Buy Abbott India Ltd For Target Rs.18,621 - ICICI Securities
In-line performance, growth to continue
Abbott India Limited’s (AIL) Q1FY22 performance was in-line with our estimates with revenue growing 14.4% YoY to Rs12.2bn (I-Sec: Rs12.2bn). EBITDA margin improved 300bps QoQ to 21.8% (I-Sec: 20.0%) and adj. PAT grew 8.5% YoY to Rs2.0bn (I-Sec: Rs1.9bn). The growth during the quarter was led by traction in key products. While COVID-19 cases have been declining easing near term pressures, another wave could dent growth.
We remain positive on the company considering its exposure exclusively in domestic formulations, strong balance sheet with deep cash reserves, high return ratios and strong brand equity built over the years, but considering the recent run up in the stock we downgrade to ADD with a revised target price of Rs18,621/share.
* Normalised performance:
Revenue growth of 14.4% YoY was due to traction in key products. Despite surge in cases during the quarter, recovery in growth continued along with the industry. Going ahead, declining COVID-19 cases coupled with vaccination should allow the growth to continue but resurgence of cases may affect growth in the future. Gross cost grew 11.4% YoY but gross margin improved 150bps with higher revenue. S,G&A expenses fell sharply by 21.4% QoQ due to rising COVID-19 cases which lifted EBITDA margins by 300bps to 21.8%.However, we expect these expenses to rise in the coming quarters with declining cases which would restrict EBITDA margin in the range of 21-22%. Adj PAT grew 8.5% YoY.

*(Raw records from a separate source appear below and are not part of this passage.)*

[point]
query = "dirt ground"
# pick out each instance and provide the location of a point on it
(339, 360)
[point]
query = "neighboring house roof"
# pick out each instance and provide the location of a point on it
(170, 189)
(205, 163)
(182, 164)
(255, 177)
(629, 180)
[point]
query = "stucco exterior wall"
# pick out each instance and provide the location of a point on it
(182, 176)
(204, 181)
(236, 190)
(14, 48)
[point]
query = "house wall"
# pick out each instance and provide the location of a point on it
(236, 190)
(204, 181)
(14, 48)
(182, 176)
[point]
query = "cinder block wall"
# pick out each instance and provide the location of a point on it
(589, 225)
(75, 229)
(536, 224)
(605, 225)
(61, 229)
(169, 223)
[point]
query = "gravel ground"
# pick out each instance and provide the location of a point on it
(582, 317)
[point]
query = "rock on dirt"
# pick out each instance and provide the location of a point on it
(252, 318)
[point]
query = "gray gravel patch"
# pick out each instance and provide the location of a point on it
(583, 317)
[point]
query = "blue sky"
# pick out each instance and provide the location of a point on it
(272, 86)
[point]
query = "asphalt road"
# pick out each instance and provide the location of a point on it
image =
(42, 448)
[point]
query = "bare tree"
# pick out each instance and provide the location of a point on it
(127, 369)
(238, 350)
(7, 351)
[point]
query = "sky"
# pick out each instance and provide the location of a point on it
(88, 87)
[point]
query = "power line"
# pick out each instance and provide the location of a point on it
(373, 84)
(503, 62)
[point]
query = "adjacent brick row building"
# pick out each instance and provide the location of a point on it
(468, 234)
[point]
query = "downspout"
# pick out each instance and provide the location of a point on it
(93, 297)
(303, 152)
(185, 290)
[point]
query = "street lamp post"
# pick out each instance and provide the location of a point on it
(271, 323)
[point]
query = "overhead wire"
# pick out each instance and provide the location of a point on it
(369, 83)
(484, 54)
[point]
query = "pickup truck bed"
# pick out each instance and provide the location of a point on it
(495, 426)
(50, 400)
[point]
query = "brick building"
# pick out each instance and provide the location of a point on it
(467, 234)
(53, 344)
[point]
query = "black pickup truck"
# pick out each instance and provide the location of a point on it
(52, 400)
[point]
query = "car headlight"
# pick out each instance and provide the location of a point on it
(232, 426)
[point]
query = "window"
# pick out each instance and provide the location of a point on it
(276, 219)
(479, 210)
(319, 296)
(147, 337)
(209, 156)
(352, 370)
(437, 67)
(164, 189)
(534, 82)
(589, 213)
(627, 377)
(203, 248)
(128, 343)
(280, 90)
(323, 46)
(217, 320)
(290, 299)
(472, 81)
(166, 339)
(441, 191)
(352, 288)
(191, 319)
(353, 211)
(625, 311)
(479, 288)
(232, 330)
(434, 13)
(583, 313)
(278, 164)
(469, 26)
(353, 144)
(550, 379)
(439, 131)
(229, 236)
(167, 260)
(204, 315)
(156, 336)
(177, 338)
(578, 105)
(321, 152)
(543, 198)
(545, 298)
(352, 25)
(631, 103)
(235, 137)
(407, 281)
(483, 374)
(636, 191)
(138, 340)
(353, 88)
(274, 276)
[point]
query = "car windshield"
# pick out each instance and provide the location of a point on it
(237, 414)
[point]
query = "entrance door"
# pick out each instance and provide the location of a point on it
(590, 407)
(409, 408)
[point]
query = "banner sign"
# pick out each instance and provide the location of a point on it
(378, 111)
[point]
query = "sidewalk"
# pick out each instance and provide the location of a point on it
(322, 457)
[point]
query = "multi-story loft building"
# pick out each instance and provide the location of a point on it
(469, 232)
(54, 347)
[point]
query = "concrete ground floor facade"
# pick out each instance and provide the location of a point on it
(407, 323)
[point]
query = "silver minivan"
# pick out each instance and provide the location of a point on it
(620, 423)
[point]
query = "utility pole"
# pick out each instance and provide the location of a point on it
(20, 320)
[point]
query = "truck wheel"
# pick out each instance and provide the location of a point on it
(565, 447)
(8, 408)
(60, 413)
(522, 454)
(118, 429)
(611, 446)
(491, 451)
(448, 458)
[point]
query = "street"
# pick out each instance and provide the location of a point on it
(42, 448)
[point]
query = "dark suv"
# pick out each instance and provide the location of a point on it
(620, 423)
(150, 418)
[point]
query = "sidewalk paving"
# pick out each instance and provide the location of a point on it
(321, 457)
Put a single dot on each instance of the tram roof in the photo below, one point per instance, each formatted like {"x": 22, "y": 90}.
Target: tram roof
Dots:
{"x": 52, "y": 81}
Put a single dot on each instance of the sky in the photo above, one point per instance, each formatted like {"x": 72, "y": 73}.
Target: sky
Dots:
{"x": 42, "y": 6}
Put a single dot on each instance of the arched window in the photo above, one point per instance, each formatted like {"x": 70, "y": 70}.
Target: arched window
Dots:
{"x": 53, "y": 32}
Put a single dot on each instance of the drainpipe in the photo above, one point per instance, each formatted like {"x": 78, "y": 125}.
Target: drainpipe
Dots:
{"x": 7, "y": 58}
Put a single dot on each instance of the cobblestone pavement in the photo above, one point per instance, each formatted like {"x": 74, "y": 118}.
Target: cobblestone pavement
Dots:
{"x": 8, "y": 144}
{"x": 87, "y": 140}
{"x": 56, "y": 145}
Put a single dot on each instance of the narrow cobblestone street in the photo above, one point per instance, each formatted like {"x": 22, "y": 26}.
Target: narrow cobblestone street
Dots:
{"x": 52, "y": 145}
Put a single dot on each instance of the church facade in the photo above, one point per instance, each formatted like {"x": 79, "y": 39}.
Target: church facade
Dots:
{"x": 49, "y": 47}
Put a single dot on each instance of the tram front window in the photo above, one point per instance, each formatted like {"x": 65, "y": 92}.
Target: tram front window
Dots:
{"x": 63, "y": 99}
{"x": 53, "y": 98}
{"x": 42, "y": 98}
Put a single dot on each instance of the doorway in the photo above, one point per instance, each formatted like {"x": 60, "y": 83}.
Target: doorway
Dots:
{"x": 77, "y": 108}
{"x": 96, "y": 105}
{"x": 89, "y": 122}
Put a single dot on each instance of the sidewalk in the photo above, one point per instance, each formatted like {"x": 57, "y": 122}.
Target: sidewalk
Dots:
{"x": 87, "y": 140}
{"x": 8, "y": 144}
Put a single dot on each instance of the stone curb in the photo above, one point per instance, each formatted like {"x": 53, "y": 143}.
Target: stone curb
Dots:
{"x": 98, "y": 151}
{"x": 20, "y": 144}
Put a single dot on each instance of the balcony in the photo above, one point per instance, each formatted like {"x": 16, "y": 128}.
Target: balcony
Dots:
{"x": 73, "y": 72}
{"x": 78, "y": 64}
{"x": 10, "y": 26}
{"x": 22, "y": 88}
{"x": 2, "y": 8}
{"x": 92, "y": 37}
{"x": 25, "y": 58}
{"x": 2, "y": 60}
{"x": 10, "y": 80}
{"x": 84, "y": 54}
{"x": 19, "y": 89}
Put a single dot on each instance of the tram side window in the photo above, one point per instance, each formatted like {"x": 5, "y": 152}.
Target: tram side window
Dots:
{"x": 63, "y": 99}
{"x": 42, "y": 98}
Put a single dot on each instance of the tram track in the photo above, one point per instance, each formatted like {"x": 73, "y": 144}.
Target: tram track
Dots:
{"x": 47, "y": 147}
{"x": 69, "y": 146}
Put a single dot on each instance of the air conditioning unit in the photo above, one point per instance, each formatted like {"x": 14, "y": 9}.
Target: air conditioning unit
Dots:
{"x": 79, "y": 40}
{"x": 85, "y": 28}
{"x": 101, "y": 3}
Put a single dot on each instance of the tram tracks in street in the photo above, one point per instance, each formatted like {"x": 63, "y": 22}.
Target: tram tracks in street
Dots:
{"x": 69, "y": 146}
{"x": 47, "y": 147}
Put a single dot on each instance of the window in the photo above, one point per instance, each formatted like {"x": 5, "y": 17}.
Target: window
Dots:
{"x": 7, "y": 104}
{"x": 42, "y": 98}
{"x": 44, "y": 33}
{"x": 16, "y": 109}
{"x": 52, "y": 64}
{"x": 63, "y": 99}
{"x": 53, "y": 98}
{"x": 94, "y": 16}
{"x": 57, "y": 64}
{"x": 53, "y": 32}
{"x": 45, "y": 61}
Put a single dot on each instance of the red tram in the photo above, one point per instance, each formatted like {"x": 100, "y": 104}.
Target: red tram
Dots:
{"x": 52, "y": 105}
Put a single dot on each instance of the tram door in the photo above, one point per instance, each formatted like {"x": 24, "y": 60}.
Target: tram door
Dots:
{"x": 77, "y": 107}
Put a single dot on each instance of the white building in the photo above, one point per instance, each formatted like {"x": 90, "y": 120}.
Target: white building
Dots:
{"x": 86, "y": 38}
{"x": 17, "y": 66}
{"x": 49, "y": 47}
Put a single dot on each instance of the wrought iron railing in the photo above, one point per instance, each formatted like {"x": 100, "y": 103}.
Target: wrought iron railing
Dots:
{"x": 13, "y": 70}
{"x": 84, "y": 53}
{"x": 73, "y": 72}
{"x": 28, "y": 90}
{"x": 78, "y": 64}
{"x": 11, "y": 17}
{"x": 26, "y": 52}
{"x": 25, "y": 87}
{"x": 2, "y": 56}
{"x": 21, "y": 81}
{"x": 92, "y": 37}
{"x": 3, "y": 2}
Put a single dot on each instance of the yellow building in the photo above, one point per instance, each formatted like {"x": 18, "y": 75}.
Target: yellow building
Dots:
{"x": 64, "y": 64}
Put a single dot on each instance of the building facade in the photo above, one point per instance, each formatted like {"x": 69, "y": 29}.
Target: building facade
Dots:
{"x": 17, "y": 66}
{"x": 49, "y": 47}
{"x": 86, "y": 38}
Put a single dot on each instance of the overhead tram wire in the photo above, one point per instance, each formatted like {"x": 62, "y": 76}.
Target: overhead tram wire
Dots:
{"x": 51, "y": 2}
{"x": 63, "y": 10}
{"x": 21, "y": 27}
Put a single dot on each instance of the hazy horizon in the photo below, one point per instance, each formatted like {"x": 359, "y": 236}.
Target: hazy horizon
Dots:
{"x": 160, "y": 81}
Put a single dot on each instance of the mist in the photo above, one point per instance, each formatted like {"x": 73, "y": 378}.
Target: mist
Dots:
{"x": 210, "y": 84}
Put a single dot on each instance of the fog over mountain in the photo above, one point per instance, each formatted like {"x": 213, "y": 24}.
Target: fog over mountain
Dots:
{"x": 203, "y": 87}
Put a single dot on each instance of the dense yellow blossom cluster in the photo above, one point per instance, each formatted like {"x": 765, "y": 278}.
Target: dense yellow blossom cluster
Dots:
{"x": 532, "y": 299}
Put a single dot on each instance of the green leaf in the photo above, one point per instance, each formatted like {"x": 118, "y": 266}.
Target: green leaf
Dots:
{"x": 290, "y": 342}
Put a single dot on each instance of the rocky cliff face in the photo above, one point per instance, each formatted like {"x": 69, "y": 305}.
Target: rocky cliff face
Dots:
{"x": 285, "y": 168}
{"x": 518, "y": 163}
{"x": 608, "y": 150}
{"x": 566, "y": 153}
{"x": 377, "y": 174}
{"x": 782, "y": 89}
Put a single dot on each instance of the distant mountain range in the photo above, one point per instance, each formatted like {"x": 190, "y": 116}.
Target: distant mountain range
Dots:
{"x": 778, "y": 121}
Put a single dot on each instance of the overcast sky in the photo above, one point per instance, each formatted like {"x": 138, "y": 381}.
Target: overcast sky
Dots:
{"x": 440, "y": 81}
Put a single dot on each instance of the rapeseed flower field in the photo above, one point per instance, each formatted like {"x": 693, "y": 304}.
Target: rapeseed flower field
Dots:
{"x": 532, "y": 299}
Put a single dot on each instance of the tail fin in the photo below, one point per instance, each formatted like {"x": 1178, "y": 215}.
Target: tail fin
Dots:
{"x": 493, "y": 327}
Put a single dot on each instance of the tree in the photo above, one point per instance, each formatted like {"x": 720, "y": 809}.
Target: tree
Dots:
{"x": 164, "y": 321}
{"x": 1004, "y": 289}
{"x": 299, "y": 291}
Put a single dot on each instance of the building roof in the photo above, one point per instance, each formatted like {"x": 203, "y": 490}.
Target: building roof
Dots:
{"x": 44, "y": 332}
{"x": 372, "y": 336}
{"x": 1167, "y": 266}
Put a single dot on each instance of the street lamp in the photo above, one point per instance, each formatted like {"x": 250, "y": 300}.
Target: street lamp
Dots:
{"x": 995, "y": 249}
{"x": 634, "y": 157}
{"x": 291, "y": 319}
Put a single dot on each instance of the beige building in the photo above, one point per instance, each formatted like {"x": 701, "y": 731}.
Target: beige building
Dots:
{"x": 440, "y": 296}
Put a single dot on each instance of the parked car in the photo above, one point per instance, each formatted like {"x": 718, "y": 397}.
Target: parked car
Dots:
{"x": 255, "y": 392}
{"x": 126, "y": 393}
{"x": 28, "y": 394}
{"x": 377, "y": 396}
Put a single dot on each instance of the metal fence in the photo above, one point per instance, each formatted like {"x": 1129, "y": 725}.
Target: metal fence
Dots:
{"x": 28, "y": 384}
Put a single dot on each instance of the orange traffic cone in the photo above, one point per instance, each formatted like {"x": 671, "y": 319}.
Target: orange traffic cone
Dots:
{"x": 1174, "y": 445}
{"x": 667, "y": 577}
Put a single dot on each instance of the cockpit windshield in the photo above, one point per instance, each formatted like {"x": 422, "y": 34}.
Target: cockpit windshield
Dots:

* Key products performance:
As per AIOCD data the AIL has reported a growth of 41.6% in its key products while Novo portfolio grew 23.1%. Thyronorm, Udiliv, Duphalac, Vertin, Cremaffin Plus and Digene have reported YoY growth of 28.2%, 58.4%, 48.9%, 33.7%, 59.2% and 27.7% respectively for the quarter. Duphaston has reverted to growth trajectory with rise of 24.2% YoY led by price hike announced in the last few weeks. Cremaffin and Claribid reported a YoY growth of 18.3% and 145% respectively. All key products in Novo portfolio have reported strong growth. Mixtard, Novomix, Ryzodeg, Actrapid, Novorapid, Tresiba and Victoza have reported growth of 17.6%, 10.8%, 23.1%, 67.9%, 30.1%, 17.3% and 31.9% YoY respectively.
* Outlook:
We believe that current quarter expenses is subdued due to sharp rise in COVID-19 cases which have declined considerably now. Hence, the expenses are expected to rise in the coming quarters restricting EBITDA margins in the range of ~21-22%. Overall, we expect 9.8% revenue and 16.8% PAT CAGR over FY21-23E. Minimal capex requirement would help generate healthy FCF of Rs19bn over FY22EFY23E.
* Valuations and risks:
We raise our earnings estimates by 0-1% for FY22E-FY23E to reflect lower expenses. Considering the recent run up in the stock price we downgrade to ADD from BUY with a revised target price of Rs18,621 based on 42xFY23E EPS (earlier: Rs18,497). Key downside risks are: addition of key drugs in NLEM, government intervention, and presence of unlisted promoter company.